# Integration

• Dec 2nd 2006, 06:24 AM
ron007
Integration
I did this exercise but the book answer was =x-e^-x+c. And mine was
= -x-e^-x+c. Thanks for ur help.
• Dec 2nd 2006, 07:00 AM
CaptainBlack
Quote:

Originally Posted by ron007
I did this exercise but the book answer was =x-e^-x+c. And mine was
= -x-e^-x+c. Thanks for ur help.

$\int \frac{e^x+1}{e^x}dx=\int (1+e^{-x}) dx =x - e^{-x}+Const$

As a check you can try differentiation this and your solution

RonL
• Dec 2nd 2006, 07:17 AM
ron007
Quote:

Originally Posted by CaptainBlack
$\int \frac{e^x+1}{e^x}dx=\int (1+e^{-x}) dx =x - e^{-x}+Const$

As a check you can try differentiation this and your solution

RonL

Thanks. But can u show the process to see my error.
• Dec 2nd 2006, 07:51 AM
CaptainBlack
Quote:

Originally Posted by CaptainBlack
$\int \frac{e^x+1}{e^x}dx=\int (1+e^{-x}) dx =x - e^{-x}+Const$

As a check you can try differentiation this and your solution

RonL

Quote:

Originally Posted by ron007
Thanks. But can u show the process to see my error.

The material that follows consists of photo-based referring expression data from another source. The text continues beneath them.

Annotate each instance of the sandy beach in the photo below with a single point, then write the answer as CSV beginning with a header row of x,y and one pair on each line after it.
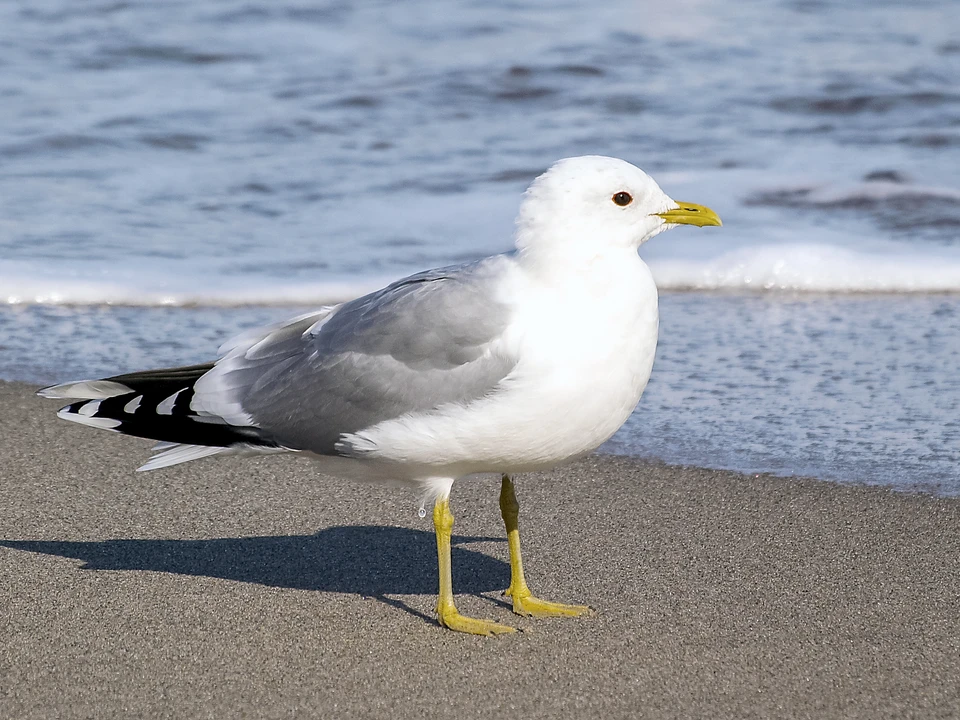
x,y
257,588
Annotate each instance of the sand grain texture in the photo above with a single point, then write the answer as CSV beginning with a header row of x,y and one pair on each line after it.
x,y
239,588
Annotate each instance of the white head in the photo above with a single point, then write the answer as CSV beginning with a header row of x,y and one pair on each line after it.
x,y
590,205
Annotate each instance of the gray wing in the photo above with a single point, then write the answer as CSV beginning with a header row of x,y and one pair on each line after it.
x,y
422,342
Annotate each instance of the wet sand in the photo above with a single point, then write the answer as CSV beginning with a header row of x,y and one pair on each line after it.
x,y
257,588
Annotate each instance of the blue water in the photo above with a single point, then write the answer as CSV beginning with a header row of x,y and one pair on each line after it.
x,y
172,172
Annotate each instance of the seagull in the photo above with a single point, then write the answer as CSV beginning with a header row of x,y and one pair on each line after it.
x,y
514,363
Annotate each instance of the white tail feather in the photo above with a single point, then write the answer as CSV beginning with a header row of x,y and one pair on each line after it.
x,y
174,454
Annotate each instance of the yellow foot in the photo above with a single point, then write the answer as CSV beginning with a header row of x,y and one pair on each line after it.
x,y
531,606
455,621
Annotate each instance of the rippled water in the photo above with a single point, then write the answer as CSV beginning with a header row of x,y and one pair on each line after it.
x,y
224,155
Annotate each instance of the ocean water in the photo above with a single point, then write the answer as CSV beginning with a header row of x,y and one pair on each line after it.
x,y
173,172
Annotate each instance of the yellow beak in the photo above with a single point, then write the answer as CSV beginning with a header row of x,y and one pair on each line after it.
x,y
691,214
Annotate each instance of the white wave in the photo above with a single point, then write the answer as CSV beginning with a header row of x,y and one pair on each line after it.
x,y
811,268
804,267
198,291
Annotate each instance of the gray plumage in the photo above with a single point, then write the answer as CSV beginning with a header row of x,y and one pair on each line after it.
x,y
419,343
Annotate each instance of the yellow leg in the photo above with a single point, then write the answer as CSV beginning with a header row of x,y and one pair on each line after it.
x,y
446,611
524,602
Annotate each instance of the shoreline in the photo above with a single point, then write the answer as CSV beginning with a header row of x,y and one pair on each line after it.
x,y
236,586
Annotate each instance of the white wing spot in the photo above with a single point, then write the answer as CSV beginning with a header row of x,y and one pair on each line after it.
x,y
166,407
89,409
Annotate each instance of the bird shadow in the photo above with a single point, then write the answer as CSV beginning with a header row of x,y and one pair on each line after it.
x,y
371,561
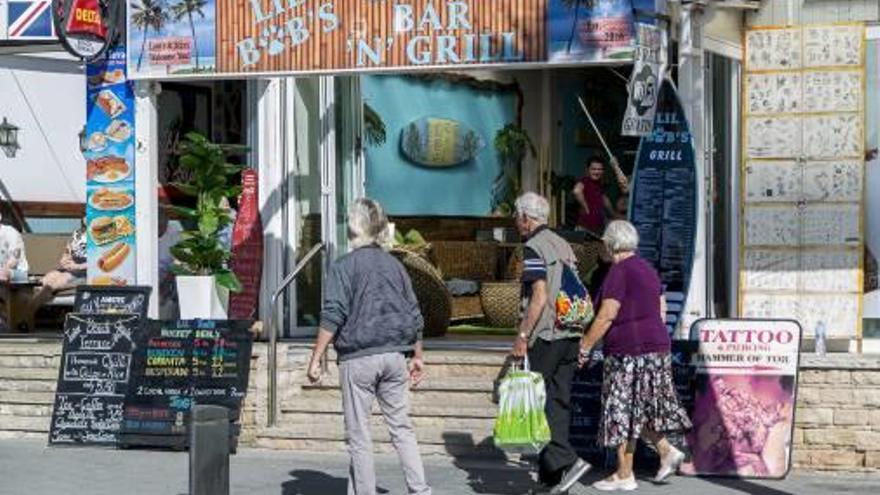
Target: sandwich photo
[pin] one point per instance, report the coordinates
(107, 199)
(105, 280)
(97, 141)
(105, 230)
(110, 103)
(114, 257)
(107, 77)
(107, 169)
(118, 131)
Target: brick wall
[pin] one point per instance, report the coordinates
(837, 423)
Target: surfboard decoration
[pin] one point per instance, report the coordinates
(664, 202)
(439, 142)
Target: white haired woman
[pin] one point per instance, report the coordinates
(372, 317)
(638, 395)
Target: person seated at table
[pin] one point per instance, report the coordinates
(595, 207)
(13, 260)
(71, 272)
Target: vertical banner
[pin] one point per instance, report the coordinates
(109, 142)
(644, 84)
(746, 390)
(247, 249)
(664, 202)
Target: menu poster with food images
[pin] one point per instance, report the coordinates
(745, 396)
(109, 142)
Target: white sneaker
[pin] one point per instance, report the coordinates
(670, 465)
(614, 484)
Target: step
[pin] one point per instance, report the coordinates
(25, 423)
(464, 398)
(464, 435)
(38, 398)
(334, 407)
(25, 410)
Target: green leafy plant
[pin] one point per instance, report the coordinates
(513, 143)
(200, 252)
(374, 126)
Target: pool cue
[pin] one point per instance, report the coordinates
(621, 178)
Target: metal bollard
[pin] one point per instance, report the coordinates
(209, 451)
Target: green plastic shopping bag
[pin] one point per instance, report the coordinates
(521, 425)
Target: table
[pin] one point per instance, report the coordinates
(15, 298)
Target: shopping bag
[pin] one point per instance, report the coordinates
(521, 425)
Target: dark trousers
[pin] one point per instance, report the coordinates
(557, 362)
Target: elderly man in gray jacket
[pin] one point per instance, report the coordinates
(372, 317)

There is virtualy nothing to show:

] $\int \frac{e^x+1}{e^x}dx$

divide through by the $e^x$ in the denominator to get:

$\int \frac{e^x+1}{e^x}dx=\int 1 + \frac{1}{e^x}dx=\int (1+e^{-x}) dx$

Distribute the integral over the addition:

$\int \frac{e^x+1}{e^x}dx=\int (1+e^{-x}) dx = \int 1\ dx + \int e^{-x} dx$

But the two integrals on the right are both standard integrals:

$\int 1\ dx=x+C$

$\int e^{-x} dx = -e^{-x}+K$

so:

$\int \frac{e^x+1}{e^x}dx=\int (1+e^{-x}) dx = \int 1\ dx + \int e^{-x} dx=x-e^{-x}+Const$

RonL
• Dec 2nd 2006, 08:01 AM
ron007
Thanks...